McDonnell v. State

292 So. 2d 420
CourtDistrict Court of Appeal of Florida
DecidedMarch 15, 1974
Docket73-102
StatusPublished
Cited by3 cases

This text of 292 So. 2d 420 (McDonnell v. State) is published on Counsel Stack Legal Research, covering District Court of Appeal of Florida primary law. Counsel Stack provides free access to over 12 million legal documents including statutes, case law, regulations, and constitutions.

Bluebook
McDonnell v. State, 292 So. 2d 420 (Fla. Ct. App. 1974).

Opinion

292 So.2d 420 (1974)

Lawrence Rodney McDONNELL, Appellant,
v.
STATE of Florida, Appellee.

No. 73-102.

District Court of Appeal of Florida, Fourth District.

March 15, 1974.

Richard L. Jorandby, Public Defender, and Richard S. Power, Asst. Public Defender, West Palm Beach, for appellant.

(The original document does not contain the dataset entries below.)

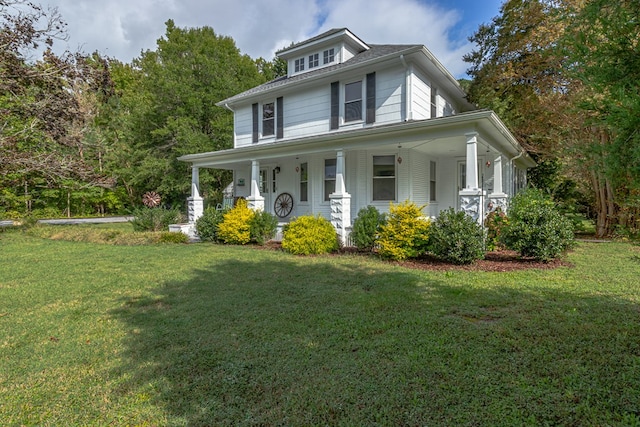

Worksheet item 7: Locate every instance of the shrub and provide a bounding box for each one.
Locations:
[196,207,226,242]
[218,199,255,245]
[351,206,384,251]
[501,189,574,261]
[378,201,431,261]
[429,208,484,264]
[484,209,509,251]
[131,207,182,231]
[249,211,278,245]
[158,231,189,243]
[282,215,339,255]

Robert L. Shevin, Atty. Gen., Tallahassee, and Frank B. Kessler, Asst. Atty. Gen., West Palm Beach, for appellee.

DOWNEY, Judge.

Defendant was charged with forgery in September 1972. On January 16, 1973, one week prior to trial, defendant filed a motion to suppress any oral or written confessions or statements, and immediately attempted to obtain a hearing thereon. There was no time available on the judge's calendar, so the motion was not heard prior to trial.

The case was called for trial on January 23, 1973, and after the jury was sworn, defendant requested the court to hear the motion to suppress, but the court refused on the ground that counsel should have filed the motion at an earlier date so as to have it heard prior to trial. Thus, the cause proceeded to trial, and defendant's confession was admitted into evidence over defendant's objection.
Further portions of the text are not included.